Aprilia mencetak finis 1-2 di Le Mans, sebelum Ducati membalas dengan hasil identik di Catalunya. Tak berhenti di situ, Aprilia kembali menunjukkan dominasinya dengan menyapu seluruh podium di Mugello.

Marc Marquez kemudian mengangkat kembali performa Ducati lewat empat kemenangan beruntun di Balaton Park dan Brno. Namun Aprilia kembali membalas dengan akhir pekan sempurna di Assen, sebelum Ducati menutup paruh pertama musim dengan kemenangan ganda di Sachsenring.

Meski Ducati tampil kuat dalam beberapa balapan terakhir, persaingan klasemen masih sangat terbuka. Jorge Martin bersama Aprilia memimpin perebutan gelar, dibayangi rekan setimnya Ai Ogura yang hanya terpaut 14 poin.

Sementara itu, Marc Marquez berada 18 poin di belakang Martin, sedangkan Marco Bezzecchi yang masih dibekap cedera terpaut 22 poin.

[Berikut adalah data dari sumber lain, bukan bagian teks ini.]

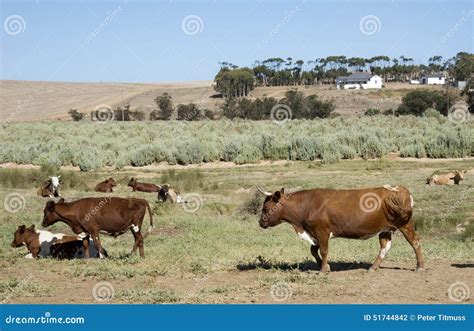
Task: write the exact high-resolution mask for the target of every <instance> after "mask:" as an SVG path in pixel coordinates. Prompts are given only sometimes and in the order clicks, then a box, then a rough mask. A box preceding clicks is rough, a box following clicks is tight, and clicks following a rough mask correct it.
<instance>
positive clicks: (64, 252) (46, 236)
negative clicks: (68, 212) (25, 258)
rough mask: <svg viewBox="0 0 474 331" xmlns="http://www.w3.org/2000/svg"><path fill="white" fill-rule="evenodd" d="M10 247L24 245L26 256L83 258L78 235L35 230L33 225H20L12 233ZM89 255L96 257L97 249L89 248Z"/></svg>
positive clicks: (42, 230)
mask: <svg viewBox="0 0 474 331" xmlns="http://www.w3.org/2000/svg"><path fill="white" fill-rule="evenodd" d="M11 246H12V247H22V246H26V248H27V249H28V251H29V253H28V254H27V255H26V256H25V257H26V258H40V257H41V258H45V257H54V258H59V259H80V258H84V249H83V247H82V246H83V245H82V240H81V238H79V237H78V236H70V235H65V234H63V233H52V232H49V231H45V230H36V229H35V226H34V225H31V226H30V227H28V228H27V227H26V226H25V225H20V226H19V227H18V228H17V230H16V231H15V233H14V234H13V241H12V243H11ZM90 253H91V255H90V256H91V257H98V256H99V252H98V251H97V250H91V251H90Z"/></svg>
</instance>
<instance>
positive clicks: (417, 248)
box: [399, 220, 424, 271]
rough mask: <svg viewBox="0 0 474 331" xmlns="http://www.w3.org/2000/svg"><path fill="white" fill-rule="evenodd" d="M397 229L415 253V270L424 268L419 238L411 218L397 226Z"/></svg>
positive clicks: (423, 263)
mask: <svg viewBox="0 0 474 331" xmlns="http://www.w3.org/2000/svg"><path fill="white" fill-rule="evenodd" d="M399 230H400V231H401V232H402V233H403V235H404V236H405V239H406V240H407V241H408V242H409V243H410V245H411V247H413V250H414V251H415V254H416V271H419V270H423V269H424V261H423V254H422V253H421V243H420V238H419V237H418V236H417V234H416V232H415V229H414V227H413V220H410V222H408V223H407V224H405V225H404V226H402V227H401V228H399Z"/></svg>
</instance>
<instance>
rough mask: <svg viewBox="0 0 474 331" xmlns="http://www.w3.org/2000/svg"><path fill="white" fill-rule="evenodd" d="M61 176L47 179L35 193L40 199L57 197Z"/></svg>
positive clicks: (53, 197)
mask: <svg viewBox="0 0 474 331" xmlns="http://www.w3.org/2000/svg"><path fill="white" fill-rule="evenodd" d="M60 178H61V176H57V177H49V179H48V180H47V181H45V182H44V183H43V185H41V187H40V188H39V189H38V191H37V192H36V193H37V194H38V195H39V196H41V197H50V198H55V197H59V196H60V194H59V187H60V186H61V185H62V183H63V182H62V181H61V179H60Z"/></svg>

Fabio Di Giannantonio dari tim VR46 Ducati juga belum keluar dari persaingan setelah hanya berjarak 24 poin dari puncak klasemen.

Tardozzi menegaskan Ducati tetap percaya diri menghadapi sisa musim, meski mengakui Aprilia kini berada di level yang sama. "Kami selalu kompetitif. Ada beberapa kejadian yang kurang beruntung di awal musim, sama seperti yang dialami para rival kami," kata Tardozzi kepada Sky Italia.

Ia menilai keseimbangan performa kedua motor akan terus bertahan hingga akhir musim. "Saya pikir motor kami sama kompetitifnya, dan saya rasa itu akan terus berlanjut hingga akhir musim."

Meski demikian, Tardozzi mengakui karakter setiap sirkuit akan menjadi faktor penting. Menurutnya, Silverstone menjadi salah satu trek yang lebih menguntungkan Aprilia. "Di beberapa trek, seperti Silverstone, tentu saja Aprilia akan menjadi favorit. Di trek lain, mungkin kami yang menjadi favorit."

Namun, ia menegaskan bahwa perbedaan terbesar kini bukan lagi soal mesin. "Pada akhirnya, para pembalaplah yang membuat perbedaan."

MotoGP 2026 akan kembali bergulir pada Grand Prix Inggris di Sirkuit Silverstone pada 7–9 Agustus. Dengan selisih poin yang sangat tipis di papan atas, setiap balapan diprediksi akan menjadi penentu dalam perebutan gelar juara dunia yang semakin sulit diprediksi.